Quem acompanha meu blog há mais tempo sabe o quanto eu já enfatizei sobre o problema dos tubarões no mundo. Espécie no topo da cadeia alimentar e de reprodução lenta, vem sendo exterminada do planeta graças à ignorância humana: pelos asiáticos que acham que sopa de barbatana de tubarão é “afrodisíaco” (não há comprovação científica alguma sobre tal afirmação) e sinônimo de status; e pelo resto do mundo, onde algumas pessoas ainda acreditam na engambelação de que cartilagem de tubarão protege/cura certos cânceres (não cura, já escrevi sobre isso antes.). Até quando vamos apoiar o extermínio de uma espécie sem ao menos termos a chance de saber sobre ela? (Na primeira foto, uma caminhonete lotada de carcaças de tubarão sem as barbatanas. Essa caminhonete estava num atol remoto do Pacífico, onde todos os dias era carregada com o mesmo “material”…)
Antes de mais nada, é preciso que lembremos que, a partir das 200 milhas costeiras de um país (6 ou 12 milhas para alguns poucos países, como nas Ilhas Marshall), estamos em águas internacionais. Nessas águas, em tese, estamos sob a administração de inúmeros tratados da ONU, sob jurisdição internacional, e espera-se que o bom senso da bandeira de cada barquinho seja suficiente para que a pessoa não saia praticando atos degradantes ao ecossistema, às populações e à política. Na prática, entretanto, o que vemos é que as águas internacionais dos oceanos são terra de ninguém, infelizmente: ninguém se preocupa muito com aquela gigantesca massa d’água, com a manutenção dos estoques pesqueiros ali. Apesar de sabermos que boa parte dos estoques de peixe utilizados no comércio se misturam no mundo inteiro – ou seja, esses animais nadam livremente pelos oceanos porque obviamente não existe em seus cérebros distinção de nação, pátria ou bandeira – as pessoas ainda vivem num transe paradisíaco coletivo de que “o mar tem recursos infinitos” ou “não me interessa se o Mar da China está à beira da morte” (afinal, não moro lá mesmo…). Lamento informar que os Homo sapiens sapiens deveriam sim, começar a se preocupar com isso. Pois vejam bem: a maioria das perturbações oceânicas, mesmo distantes, podem influenciar e/ou ser influenciadas por outras regiões – o sistema é muito dinâmico e interligado. Exemplo? O recente e preocupante esbranquiçamento de corais no Caribe.
O esbranquiçamento de corais é um fenômeno biológico que, quando ocorre em grandes áreas e principalmente em lugares distantes, os pesquisadores associam ao aquecimento global do planeta, que estaria alterando as temperaturas oceânicas e levando a um aumento do CO2 circulante na água, o que também contribui para a acidificação do oceano. Ou seja, por si só, um fenômeno não-local, global.
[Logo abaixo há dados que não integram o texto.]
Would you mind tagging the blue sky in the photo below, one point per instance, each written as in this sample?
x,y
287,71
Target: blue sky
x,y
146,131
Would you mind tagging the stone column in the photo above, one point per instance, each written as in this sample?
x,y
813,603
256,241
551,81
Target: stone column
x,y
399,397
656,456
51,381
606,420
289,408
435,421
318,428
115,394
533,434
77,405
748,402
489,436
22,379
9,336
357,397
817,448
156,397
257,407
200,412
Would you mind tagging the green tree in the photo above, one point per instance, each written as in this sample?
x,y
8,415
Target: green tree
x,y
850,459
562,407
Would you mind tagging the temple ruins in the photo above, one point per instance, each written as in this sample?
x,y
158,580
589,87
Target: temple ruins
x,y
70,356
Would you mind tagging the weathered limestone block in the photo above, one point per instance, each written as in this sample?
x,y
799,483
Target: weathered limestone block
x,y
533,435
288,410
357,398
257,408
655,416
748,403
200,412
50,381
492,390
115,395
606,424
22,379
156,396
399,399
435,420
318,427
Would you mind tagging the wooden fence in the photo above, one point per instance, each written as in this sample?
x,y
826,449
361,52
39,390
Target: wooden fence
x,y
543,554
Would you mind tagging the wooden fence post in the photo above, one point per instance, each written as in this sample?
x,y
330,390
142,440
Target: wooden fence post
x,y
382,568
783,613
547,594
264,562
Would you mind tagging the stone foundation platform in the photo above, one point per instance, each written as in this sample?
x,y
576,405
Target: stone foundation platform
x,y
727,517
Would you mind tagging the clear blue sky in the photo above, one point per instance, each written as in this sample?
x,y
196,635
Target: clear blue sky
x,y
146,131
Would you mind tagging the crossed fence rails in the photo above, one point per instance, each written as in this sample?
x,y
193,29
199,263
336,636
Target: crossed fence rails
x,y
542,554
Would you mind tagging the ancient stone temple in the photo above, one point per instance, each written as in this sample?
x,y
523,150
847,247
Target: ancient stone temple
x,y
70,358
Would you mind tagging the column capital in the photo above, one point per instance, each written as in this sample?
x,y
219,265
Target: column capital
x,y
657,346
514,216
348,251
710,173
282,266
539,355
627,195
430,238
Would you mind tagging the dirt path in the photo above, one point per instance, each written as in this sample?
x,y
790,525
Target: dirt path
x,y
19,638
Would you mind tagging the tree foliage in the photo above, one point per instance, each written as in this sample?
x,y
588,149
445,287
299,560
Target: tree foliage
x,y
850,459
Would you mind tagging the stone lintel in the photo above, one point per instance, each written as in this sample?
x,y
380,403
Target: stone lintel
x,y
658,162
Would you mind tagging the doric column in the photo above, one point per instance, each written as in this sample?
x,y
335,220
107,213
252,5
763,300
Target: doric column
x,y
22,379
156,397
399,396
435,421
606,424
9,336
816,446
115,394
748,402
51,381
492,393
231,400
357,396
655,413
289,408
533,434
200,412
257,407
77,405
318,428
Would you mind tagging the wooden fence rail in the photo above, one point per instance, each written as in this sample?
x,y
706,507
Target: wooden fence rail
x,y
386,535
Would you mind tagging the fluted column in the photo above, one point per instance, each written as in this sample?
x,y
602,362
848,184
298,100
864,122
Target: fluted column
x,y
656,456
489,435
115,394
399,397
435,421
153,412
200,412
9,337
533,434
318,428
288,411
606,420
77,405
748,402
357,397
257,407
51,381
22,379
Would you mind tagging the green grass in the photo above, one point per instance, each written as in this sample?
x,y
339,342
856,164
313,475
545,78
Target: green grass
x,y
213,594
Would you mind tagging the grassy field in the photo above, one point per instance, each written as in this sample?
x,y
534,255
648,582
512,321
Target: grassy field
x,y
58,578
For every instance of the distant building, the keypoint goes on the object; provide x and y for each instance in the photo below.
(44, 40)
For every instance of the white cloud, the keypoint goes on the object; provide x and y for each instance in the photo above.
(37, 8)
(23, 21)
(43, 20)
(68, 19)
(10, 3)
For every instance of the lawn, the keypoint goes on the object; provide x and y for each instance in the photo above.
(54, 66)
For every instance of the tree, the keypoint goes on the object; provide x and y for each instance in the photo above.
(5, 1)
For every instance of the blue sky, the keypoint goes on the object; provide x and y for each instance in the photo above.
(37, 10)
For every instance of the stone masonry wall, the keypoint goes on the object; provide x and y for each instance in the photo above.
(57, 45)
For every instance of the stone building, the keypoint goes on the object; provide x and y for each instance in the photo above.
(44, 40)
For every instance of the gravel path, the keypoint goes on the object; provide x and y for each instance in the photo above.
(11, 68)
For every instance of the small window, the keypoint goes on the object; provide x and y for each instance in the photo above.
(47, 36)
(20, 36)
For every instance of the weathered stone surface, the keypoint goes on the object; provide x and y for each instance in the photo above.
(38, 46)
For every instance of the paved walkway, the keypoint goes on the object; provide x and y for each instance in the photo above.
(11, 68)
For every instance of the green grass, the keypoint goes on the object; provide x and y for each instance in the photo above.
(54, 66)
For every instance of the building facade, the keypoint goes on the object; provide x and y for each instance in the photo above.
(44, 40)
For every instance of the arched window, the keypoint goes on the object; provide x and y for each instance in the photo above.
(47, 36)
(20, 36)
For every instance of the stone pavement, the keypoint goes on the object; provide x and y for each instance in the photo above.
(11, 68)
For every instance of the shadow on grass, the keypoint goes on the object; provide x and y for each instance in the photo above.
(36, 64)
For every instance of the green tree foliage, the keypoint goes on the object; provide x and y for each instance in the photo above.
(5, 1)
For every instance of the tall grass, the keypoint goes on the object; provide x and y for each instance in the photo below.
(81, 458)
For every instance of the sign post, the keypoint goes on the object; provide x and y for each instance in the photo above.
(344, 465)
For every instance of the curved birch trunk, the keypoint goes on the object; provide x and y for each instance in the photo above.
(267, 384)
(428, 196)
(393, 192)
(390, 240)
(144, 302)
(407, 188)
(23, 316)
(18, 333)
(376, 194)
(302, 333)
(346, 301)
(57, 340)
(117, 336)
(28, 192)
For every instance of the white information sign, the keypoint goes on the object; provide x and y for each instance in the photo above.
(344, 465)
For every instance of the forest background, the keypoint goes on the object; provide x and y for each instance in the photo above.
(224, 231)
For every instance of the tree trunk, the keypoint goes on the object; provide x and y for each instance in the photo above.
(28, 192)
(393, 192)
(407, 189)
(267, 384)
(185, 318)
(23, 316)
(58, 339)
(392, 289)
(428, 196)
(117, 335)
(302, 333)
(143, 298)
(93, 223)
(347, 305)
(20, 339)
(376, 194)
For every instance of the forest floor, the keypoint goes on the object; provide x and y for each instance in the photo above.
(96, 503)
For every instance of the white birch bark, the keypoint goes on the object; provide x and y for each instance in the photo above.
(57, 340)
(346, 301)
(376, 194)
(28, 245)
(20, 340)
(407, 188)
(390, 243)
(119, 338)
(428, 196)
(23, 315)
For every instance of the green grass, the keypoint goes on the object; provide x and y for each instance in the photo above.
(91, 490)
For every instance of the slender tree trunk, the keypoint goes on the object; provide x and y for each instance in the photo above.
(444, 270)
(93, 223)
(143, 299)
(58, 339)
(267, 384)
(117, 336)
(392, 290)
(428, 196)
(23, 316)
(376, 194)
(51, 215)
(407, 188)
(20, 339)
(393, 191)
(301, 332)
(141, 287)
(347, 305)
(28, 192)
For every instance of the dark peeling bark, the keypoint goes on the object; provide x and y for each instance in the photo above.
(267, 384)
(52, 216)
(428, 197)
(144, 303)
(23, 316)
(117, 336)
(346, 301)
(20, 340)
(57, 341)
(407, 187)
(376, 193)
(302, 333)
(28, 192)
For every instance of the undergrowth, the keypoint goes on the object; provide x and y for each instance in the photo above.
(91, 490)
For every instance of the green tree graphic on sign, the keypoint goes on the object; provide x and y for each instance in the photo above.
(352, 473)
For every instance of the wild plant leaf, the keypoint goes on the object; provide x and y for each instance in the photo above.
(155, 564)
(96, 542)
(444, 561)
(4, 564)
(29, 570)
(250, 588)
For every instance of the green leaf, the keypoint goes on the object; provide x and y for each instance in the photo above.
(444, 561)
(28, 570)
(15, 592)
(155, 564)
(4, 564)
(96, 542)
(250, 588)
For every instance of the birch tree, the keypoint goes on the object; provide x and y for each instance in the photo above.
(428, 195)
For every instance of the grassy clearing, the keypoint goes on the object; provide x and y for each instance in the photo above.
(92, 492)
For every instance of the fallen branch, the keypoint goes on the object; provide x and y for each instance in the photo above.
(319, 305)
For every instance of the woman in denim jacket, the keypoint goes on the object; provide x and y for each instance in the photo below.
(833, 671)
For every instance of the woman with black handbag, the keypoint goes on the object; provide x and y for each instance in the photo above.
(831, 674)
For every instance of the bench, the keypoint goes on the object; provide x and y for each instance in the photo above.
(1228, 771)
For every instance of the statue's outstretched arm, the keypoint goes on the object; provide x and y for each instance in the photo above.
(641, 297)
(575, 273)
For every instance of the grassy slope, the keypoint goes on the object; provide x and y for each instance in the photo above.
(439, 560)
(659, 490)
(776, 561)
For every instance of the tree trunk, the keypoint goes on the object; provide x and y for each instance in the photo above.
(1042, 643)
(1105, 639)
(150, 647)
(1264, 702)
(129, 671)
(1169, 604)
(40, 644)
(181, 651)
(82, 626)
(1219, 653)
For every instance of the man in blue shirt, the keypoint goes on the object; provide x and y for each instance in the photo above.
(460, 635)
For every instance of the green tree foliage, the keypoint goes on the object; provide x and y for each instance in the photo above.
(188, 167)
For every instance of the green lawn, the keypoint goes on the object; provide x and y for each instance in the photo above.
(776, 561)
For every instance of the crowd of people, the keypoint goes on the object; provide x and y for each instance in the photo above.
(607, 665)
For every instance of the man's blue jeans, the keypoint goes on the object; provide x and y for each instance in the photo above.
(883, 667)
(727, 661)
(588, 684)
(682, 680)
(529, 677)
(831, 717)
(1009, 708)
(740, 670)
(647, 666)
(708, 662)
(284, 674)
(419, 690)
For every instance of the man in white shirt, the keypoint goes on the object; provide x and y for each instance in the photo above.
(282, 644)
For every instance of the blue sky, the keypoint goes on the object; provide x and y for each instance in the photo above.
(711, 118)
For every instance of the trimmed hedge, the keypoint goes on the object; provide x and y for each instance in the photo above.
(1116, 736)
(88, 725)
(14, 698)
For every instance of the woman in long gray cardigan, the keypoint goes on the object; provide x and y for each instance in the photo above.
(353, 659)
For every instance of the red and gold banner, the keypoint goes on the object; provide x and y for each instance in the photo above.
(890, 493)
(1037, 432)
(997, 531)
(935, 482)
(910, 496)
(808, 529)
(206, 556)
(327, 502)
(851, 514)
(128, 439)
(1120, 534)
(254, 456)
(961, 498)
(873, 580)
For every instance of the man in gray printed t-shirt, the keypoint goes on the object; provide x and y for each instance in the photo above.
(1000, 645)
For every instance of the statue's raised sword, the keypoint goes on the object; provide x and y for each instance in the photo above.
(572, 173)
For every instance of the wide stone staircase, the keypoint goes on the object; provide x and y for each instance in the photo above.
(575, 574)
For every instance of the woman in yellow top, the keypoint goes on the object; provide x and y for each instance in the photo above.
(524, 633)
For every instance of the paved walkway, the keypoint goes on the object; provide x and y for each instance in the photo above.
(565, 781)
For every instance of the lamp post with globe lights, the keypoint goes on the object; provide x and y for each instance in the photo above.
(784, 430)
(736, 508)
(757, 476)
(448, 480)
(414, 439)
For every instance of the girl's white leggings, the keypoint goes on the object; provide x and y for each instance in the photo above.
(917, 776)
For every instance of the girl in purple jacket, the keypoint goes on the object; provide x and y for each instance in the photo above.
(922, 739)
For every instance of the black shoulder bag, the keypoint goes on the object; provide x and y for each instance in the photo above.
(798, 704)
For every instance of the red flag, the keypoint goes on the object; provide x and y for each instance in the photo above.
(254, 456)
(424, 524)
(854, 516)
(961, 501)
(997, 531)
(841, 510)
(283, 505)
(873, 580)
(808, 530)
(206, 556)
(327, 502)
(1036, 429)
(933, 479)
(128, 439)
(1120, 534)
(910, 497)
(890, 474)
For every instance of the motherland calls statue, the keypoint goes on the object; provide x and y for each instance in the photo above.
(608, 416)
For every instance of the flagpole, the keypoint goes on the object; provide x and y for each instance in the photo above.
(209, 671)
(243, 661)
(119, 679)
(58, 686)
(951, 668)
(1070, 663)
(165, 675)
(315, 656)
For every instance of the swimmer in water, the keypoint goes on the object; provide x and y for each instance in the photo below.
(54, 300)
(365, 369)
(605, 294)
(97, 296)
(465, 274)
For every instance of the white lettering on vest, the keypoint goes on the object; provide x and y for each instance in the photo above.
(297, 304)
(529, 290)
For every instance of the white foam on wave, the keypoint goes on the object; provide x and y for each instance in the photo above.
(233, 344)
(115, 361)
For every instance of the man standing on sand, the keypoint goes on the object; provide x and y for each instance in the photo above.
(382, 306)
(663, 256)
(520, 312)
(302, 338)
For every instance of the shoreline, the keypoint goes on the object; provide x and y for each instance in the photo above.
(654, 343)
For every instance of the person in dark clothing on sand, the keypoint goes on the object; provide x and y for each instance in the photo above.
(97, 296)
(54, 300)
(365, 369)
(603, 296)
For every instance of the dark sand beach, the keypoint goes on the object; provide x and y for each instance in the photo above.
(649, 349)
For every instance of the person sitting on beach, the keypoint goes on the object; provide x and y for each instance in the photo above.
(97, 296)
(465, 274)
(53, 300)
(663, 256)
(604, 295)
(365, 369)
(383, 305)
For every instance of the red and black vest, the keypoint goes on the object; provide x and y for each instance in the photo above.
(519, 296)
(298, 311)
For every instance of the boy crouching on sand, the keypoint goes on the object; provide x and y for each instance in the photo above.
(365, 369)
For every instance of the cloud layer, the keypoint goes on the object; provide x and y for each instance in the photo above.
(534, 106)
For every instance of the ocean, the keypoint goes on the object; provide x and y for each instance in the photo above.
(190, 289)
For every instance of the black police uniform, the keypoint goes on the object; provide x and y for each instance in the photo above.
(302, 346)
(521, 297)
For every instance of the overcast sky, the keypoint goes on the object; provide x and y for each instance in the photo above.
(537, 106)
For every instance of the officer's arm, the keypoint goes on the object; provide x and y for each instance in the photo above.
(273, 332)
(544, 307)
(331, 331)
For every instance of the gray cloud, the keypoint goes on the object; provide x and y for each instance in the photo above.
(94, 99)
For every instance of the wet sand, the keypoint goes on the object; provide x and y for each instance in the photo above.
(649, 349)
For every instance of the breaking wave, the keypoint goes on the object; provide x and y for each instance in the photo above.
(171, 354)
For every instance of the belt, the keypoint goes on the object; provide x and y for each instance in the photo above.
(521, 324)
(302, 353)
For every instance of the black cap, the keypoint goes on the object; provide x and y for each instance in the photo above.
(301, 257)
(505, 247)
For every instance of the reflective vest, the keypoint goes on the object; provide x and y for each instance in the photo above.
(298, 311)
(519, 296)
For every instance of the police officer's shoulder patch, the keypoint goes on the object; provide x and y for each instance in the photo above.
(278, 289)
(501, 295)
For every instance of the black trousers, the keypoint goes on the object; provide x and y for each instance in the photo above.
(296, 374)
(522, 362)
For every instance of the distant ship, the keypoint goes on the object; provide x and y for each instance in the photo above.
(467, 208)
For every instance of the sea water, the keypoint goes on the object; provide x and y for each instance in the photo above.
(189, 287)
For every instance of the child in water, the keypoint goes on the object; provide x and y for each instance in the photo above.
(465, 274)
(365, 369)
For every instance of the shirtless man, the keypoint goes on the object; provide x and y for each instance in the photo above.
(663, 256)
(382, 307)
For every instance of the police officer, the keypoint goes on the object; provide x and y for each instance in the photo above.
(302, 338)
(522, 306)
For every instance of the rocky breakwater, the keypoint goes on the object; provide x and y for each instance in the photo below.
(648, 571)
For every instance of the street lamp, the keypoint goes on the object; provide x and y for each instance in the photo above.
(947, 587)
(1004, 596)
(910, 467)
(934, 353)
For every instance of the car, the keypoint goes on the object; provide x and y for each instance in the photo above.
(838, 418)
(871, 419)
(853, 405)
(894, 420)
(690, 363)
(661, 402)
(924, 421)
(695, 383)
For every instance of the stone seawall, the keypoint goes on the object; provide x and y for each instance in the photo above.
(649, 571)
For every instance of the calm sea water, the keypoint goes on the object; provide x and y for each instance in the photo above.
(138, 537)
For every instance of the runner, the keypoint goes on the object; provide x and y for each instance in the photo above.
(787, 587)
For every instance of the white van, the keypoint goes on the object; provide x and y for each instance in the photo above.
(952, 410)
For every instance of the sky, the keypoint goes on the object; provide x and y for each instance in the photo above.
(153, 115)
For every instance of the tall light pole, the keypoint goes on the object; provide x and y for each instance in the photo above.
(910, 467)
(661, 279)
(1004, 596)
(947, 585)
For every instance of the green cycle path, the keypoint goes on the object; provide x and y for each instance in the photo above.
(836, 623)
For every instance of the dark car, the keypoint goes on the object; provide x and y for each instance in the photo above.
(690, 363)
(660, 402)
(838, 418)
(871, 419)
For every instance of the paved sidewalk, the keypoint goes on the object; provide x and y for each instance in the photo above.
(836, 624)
Já sabemos que na região do Golfo do México e Caribe o mar está mais quente mesmo, o que sugere que o esbranquiçamento de corais dessa vez tenha uma causa maior, mais condizente a todos: a produção excessiva de CO2 – que todos sabemos advém da queima de combustíveis fósseis, como petróleo e carvão. E CO2 que não é só gerado pelas populações do Caribe, entenda-se bem. CO2 que vem de regiões do planeta onde a produção é maior. Afinal, as massas de ar circulam na atmosfera.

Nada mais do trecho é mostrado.